Karate from the Ground Up. ¤ 4

Karate from the Ground Up. ¤ 4

Karate from the Ground Up ¤4

The Rising Block followed by Counter-Attack

Moving forward using a series of rising blocks and punches can be bewildering in the beginning because so many things happen both together and in rapid sequence.

To help in learning this sequence, it is common to add one more element. The initial effect is to make it more complicated, but in the end it makes all the techniques flow smoothly.

Let's assume that Defender is just standing naturally "on the street" and Attacker initiates communications by firing a punch at Defender's head. Defender steps back away from Attacker and into forward stance, at the time executing a rising block with the same-ENSW hand. As Defender steps and makes his rising block he is rotating his body into half-facing orientation to Attacker. Once the block is made Defender executes a counterpunch "on the recoil" using the opposite-ENSW fist. Defender has chosen to defend with the same-ENSW hand so that he can now use full body rotation to power his counter- attack. At the end of the counter-attack, Defender has gone from half-face to full-face orientation to Attacker. So far so good.

Attacker, however, steps in again, now attacking head level with his second fist. Defender wants to use his same-ENSW arm for a rising block, but there is a problem: That arm is still fully extended from the counterattack Defender just made.

In order to force Attacker to adapt Defender's timing a bit, and in order to set the stage for performing the same rising block + counterpunch technique, Defender now does the following things.
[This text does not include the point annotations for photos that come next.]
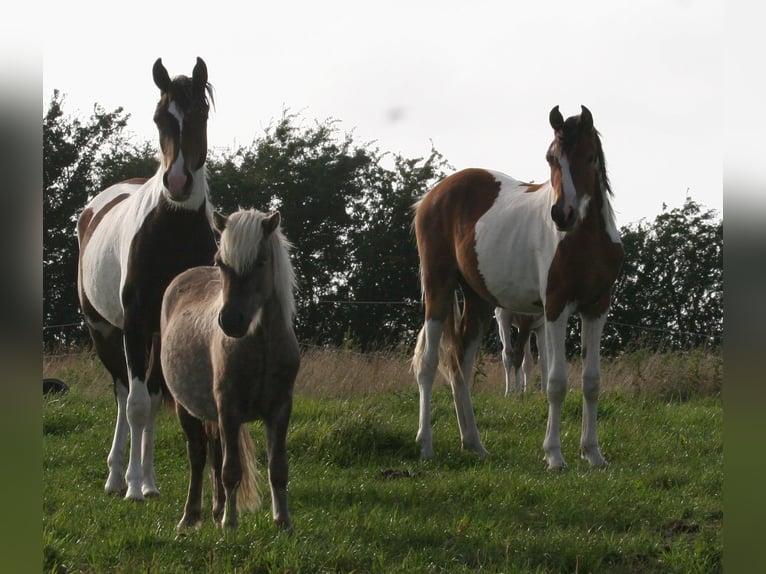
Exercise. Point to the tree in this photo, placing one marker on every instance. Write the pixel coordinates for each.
(670, 292)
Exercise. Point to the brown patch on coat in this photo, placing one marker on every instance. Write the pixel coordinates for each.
(532, 187)
(584, 267)
(445, 231)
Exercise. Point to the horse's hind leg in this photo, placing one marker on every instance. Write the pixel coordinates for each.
(276, 435)
(231, 471)
(196, 444)
(425, 362)
(475, 314)
(216, 466)
(521, 353)
(504, 331)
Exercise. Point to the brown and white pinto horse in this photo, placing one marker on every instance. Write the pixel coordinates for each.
(134, 238)
(518, 361)
(551, 248)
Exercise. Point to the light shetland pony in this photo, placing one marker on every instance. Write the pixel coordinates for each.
(134, 238)
(549, 248)
(229, 355)
(518, 361)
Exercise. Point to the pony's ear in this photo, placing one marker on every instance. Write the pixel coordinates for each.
(161, 77)
(199, 75)
(271, 222)
(219, 221)
(556, 119)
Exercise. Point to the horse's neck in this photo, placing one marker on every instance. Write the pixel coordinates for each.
(598, 220)
(199, 195)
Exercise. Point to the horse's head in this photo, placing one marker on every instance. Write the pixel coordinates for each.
(577, 165)
(181, 118)
(248, 259)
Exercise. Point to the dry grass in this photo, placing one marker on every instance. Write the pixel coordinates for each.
(337, 373)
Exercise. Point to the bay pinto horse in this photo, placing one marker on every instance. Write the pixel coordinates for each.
(134, 237)
(549, 248)
(229, 355)
(518, 361)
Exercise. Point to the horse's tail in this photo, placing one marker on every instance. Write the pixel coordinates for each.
(248, 495)
(450, 345)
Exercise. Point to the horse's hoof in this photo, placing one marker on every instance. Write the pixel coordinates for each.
(134, 494)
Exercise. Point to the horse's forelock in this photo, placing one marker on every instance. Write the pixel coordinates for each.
(241, 240)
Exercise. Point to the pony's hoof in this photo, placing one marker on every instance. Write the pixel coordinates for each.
(116, 486)
(594, 458)
(187, 524)
(477, 447)
(134, 494)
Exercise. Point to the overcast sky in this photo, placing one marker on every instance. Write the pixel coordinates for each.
(475, 79)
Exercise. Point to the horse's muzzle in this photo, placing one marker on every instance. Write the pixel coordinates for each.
(564, 219)
(179, 186)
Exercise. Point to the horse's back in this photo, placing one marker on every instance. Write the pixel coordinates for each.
(490, 228)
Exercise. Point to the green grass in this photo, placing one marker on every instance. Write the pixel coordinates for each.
(362, 501)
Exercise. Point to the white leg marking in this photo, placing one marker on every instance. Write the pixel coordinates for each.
(555, 333)
(115, 483)
(149, 487)
(527, 365)
(542, 348)
(461, 393)
(591, 383)
(139, 408)
(504, 331)
(425, 363)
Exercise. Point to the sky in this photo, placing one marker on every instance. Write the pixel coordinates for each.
(475, 80)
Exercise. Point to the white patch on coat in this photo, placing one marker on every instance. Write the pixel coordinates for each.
(516, 240)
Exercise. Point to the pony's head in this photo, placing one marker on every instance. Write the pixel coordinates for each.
(181, 118)
(255, 268)
(578, 172)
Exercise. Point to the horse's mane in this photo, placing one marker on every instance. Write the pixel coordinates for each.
(239, 249)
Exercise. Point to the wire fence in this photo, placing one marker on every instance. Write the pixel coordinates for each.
(695, 338)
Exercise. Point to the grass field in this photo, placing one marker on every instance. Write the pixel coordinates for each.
(362, 501)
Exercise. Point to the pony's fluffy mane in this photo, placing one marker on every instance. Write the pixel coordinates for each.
(239, 249)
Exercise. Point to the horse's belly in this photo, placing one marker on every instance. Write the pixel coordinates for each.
(101, 275)
(514, 249)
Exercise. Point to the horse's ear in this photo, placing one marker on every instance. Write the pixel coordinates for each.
(199, 75)
(219, 221)
(161, 77)
(556, 119)
(271, 222)
(586, 119)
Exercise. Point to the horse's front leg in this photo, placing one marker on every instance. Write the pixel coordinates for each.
(555, 334)
(231, 471)
(139, 405)
(196, 449)
(591, 384)
(276, 437)
(425, 362)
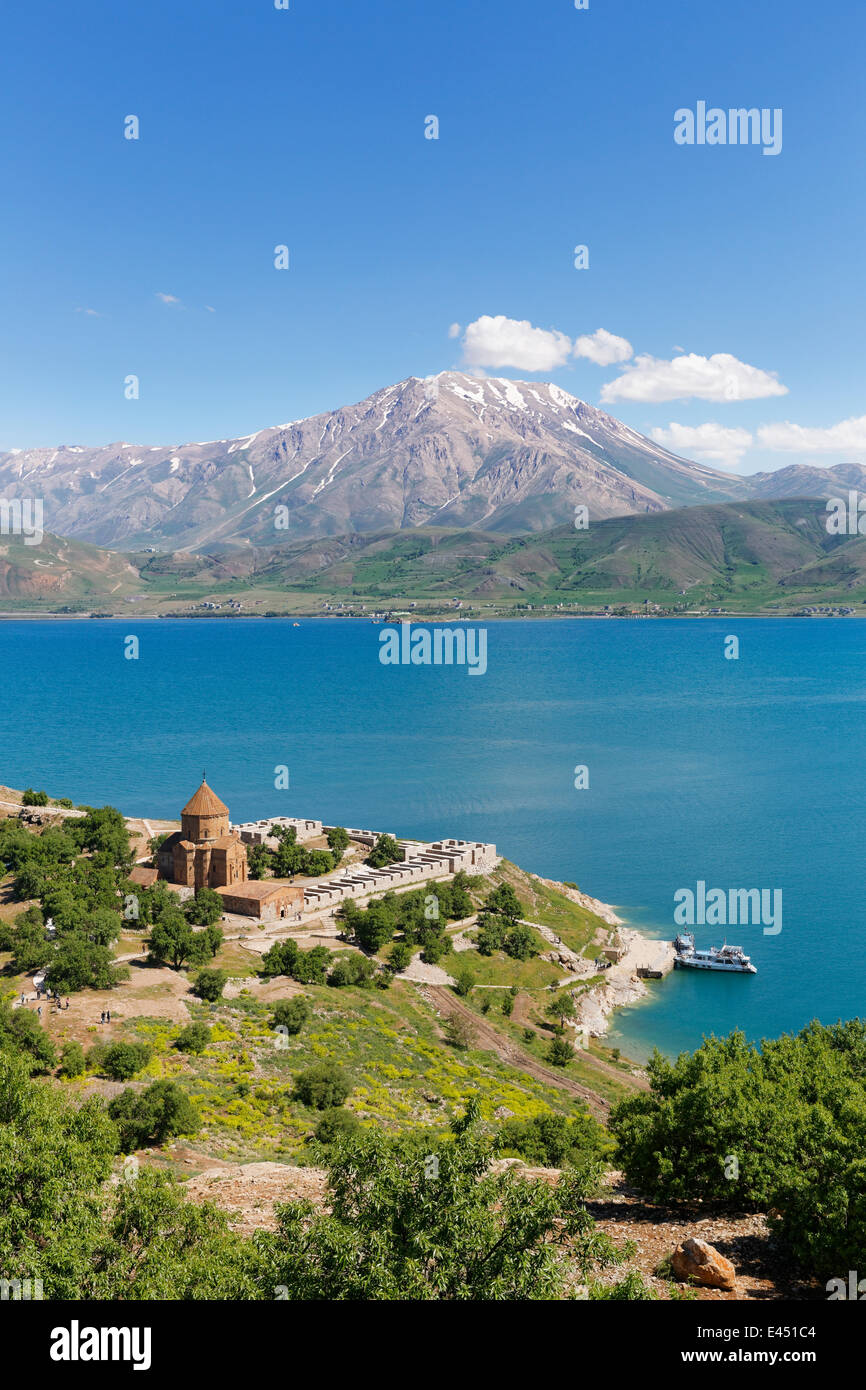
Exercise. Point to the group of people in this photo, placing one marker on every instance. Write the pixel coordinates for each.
(46, 994)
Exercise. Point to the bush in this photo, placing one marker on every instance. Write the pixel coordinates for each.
(210, 984)
(401, 957)
(291, 1014)
(560, 1052)
(20, 1029)
(193, 1037)
(72, 1059)
(34, 798)
(352, 970)
(459, 1032)
(123, 1059)
(384, 852)
(152, 1116)
(791, 1114)
(553, 1140)
(335, 1123)
(323, 1086)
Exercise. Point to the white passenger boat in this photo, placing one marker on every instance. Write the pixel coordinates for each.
(711, 958)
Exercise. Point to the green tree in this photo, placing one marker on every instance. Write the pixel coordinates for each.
(54, 1158)
(79, 965)
(34, 798)
(174, 941)
(21, 1032)
(195, 1037)
(123, 1059)
(259, 859)
(337, 1123)
(150, 1116)
(72, 1059)
(560, 1051)
(402, 1226)
(352, 970)
(385, 852)
(323, 1086)
(401, 957)
(559, 1009)
(491, 933)
(210, 984)
(104, 830)
(206, 908)
(505, 902)
(338, 841)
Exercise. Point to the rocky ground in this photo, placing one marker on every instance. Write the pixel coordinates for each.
(249, 1193)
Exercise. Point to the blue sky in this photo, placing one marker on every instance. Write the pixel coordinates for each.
(306, 127)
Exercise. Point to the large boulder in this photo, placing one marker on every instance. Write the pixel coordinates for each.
(701, 1262)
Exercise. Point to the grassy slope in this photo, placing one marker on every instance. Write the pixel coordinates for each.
(751, 556)
(405, 1072)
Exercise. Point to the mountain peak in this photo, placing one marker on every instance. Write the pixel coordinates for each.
(449, 451)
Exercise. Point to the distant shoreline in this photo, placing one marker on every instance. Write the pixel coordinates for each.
(421, 622)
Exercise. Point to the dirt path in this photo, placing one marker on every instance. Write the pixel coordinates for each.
(494, 1041)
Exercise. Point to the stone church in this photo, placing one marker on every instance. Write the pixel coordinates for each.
(205, 852)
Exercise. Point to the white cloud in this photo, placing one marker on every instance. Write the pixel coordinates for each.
(509, 342)
(847, 437)
(603, 348)
(720, 377)
(713, 442)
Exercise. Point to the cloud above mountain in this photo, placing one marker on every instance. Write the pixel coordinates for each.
(495, 341)
(720, 377)
(603, 348)
(717, 444)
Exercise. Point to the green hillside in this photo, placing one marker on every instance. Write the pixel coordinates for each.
(742, 556)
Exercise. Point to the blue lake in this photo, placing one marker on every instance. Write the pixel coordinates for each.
(741, 773)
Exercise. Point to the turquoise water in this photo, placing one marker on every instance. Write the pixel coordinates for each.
(742, 773)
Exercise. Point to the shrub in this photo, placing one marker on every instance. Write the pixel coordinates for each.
(210, 984)
(152, 1116)
(21, 1032)
(291, 1014)
(72, 1059)
(123, 1059)
(193, 1037)
(401, 957)
(791, 1112)
(350, 970)
(34, 798)
(323, 1086)
(560, 1052)
(552, 1140)
(335, 1123)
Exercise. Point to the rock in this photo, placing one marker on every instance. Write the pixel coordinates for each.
(702, 1262)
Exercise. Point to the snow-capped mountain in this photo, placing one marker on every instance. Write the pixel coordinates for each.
(449, 451)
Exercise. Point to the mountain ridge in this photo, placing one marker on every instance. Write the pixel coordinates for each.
(451, 451)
I'll break it down slowly here, but in actual practice it's speedy:

Defender moves his front foot back so that the sides of his feet and his knees are touching. (That protects his groin nicely.) At the same time the hand that just made the punch comes back to the point of the hip, and the other hand extends five fingers in close proximity to Attacker's eyes, deterring him from rushing in too fast. At this point Defender is in full-face orientation to Attacker and "chambering" for what happens next:

Defender's moving foot continues to trace its "snow angel" back to the normal forward stance position, at the same time Defender executes a rising block using the same-ENSW hand, and in so doing Defender is moving into half-face orientation. Next, Defender executes a counterpunch, rotating into full-face orientation.

In shorthand notation that's something like the following:

(1) Step back, rising block, counterpunch.
(2) Step half back, switch hands with feint toward Attacker's eyes.
(3) Step the rest of the way back, executing rising block and counterpunch.

After you've learned the sequence, there will be no actual pause at stage (2). You'll just glide smoothly through that part.